15 JUNE 1934, Page 14

" Those Were the Days ! " At the Regal

THIS British International production is adapted from Pinero's farce, The Magistrate, which dates from 1885. The film shifts the action into the 'nineties, presumably because the " naughty 'nineties " are supposed to be popular with the public, suggesting all sorts of wild dissipation. One effect of the change is to remove the story still further into the realm of caricature, for it is impossible to believe that people were behaving like this less than fifty years ago, when the first motor-cars were coming in.

Mr. Will Hay, well known to variety audiences and wireless listeners, makes his first screen appearance as Mr. Posket, the magistrate who inadvertently sentences his highly respect- able wife to a week in gaol. He has a neat style, but he would have a better chance in a broader part. He is supposed to be a pillar of society who masquerades as a reveller, but it is difficult not to feel that he is masquerading as a magistrate. Others in the cast include Iris Hoey, Angela Baddeley, Claud Allister and George Graves, but the best acting comes from Lawrence Hanray, seen all too briefly as the magistrate's clerk.

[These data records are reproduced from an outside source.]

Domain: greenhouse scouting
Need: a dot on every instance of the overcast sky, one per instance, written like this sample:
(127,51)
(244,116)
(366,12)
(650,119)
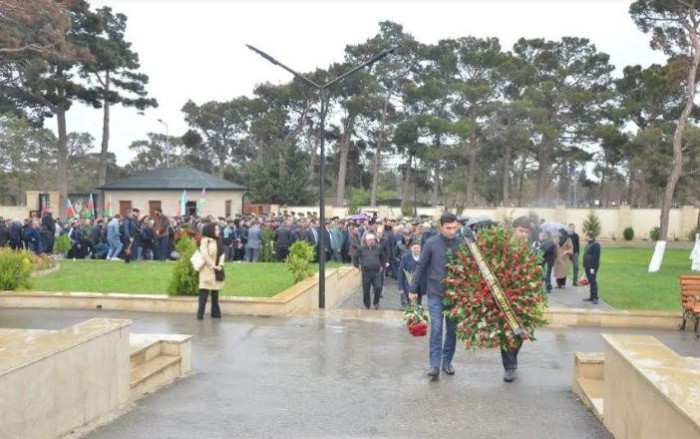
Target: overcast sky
(195,49)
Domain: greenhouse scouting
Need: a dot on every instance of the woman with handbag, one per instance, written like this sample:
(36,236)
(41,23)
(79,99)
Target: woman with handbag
(211,276)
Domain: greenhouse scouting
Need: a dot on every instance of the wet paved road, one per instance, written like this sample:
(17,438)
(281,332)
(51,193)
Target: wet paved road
(320,378)
(568,297)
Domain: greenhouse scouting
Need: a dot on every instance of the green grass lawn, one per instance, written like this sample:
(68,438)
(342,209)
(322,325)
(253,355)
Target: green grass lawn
(251,280)
(624,282)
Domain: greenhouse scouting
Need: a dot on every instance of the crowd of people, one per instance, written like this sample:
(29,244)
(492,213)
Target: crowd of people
(381,248)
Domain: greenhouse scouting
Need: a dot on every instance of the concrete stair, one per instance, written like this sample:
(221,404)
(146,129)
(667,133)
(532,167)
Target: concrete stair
(589,379)
(158,360)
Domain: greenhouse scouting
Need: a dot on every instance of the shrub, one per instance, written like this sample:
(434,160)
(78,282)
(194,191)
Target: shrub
(184,280)
(591,224)
(15,270)
(301,253)
(42,262)
(655,234)
(62,245)
(628,233)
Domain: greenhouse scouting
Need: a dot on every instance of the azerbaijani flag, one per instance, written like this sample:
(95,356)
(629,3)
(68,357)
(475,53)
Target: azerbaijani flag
(183,204)
(202,202)
(70,213)
(90,208)
(44,205)
(108,208)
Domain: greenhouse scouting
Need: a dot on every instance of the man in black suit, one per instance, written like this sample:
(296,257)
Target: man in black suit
(283,239)
(591,263)
(312,237)
(576,251)
(4,233)
(373,261)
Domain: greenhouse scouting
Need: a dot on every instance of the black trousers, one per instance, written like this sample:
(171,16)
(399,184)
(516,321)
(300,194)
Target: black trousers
(215,310)
(510,358)
(371,279)
(282,253)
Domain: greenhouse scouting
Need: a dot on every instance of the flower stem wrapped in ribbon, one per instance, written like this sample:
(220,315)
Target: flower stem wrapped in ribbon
(416,320)
(516,268)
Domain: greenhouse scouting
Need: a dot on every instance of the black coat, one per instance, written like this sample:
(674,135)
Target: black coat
(4,235)
(283,237)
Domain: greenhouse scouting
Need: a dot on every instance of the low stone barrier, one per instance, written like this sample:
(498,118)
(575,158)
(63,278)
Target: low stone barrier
(52,382)
(562,317)
(298,299)
(650,391)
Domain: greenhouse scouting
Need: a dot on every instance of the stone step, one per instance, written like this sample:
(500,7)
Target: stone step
(144,351)
(592,391)
(149,376)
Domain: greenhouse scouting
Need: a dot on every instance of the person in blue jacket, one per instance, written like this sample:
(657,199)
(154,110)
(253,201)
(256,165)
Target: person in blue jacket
(407,266)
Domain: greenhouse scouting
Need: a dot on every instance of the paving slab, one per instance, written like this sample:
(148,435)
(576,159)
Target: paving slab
(333,378)
(568,297)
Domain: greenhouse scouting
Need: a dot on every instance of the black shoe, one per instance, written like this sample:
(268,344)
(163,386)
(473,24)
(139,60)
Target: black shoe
(448,369)
(509,375)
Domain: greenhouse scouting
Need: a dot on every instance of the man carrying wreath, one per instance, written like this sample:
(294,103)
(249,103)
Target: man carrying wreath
(432,265)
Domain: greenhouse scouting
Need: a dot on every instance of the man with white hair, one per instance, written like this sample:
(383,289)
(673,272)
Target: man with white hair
(373,259)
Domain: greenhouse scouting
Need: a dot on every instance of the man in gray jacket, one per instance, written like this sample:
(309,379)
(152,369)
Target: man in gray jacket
(433,265)
(252,247)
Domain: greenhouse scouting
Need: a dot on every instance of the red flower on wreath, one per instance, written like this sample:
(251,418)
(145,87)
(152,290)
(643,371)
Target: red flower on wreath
(416,320)
(480,323)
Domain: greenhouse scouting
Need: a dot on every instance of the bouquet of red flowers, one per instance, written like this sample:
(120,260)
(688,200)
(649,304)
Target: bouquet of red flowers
(416,320)
(480,322)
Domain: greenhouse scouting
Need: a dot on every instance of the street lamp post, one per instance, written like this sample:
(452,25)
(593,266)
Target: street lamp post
(323,91)
(167,142)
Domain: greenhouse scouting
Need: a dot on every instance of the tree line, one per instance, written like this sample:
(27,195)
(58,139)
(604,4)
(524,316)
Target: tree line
(463,122)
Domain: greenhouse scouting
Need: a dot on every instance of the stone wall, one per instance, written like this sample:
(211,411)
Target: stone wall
(55,381)
(613,221)
(170,201)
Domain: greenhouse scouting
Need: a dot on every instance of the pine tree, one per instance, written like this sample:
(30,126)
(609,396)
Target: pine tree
(592,224)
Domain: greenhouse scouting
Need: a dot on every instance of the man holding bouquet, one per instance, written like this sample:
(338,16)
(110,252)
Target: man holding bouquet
(432,268)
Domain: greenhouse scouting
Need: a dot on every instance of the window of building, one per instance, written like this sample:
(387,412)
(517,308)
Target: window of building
(152,206)
(124,207)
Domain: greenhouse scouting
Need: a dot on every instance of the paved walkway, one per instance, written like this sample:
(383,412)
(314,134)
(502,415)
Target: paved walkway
(568,297)
(330,378)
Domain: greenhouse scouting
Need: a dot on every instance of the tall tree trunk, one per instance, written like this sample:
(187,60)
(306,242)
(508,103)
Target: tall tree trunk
(312,152)
(380,140)
(506,173)
(436,184)
(102,172)
(343,159)
(677,166)
(544,156)
(375,177)
(521,180)
(471,169)
(406,182)
(62,154)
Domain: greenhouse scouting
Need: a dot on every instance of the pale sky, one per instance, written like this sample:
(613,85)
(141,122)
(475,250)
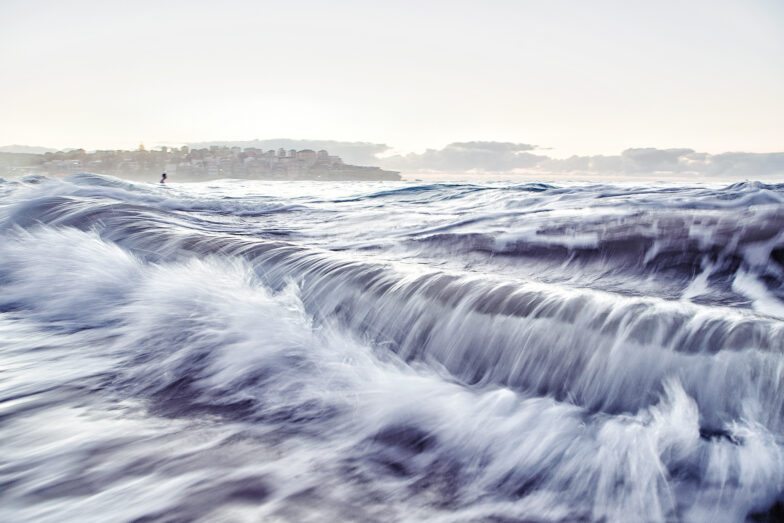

The period detail, elaborately and skilfully contrived, includes a full-scale music-hall performance, with imitations of Marie Lloyd, Little Tich, and other celebrities of the time. This is well done, but it lasts too long ; and it seems to me that the whole action, moving with resounding creaks from one coincidence to another, ought nowadays to be taken at a much more lively pace. But as a caricature of Victorian manners the film has a kind of nightmare fascination. Those were the days, it suggests, when gaiety was to be had only by bribing the butler to say nothing about it.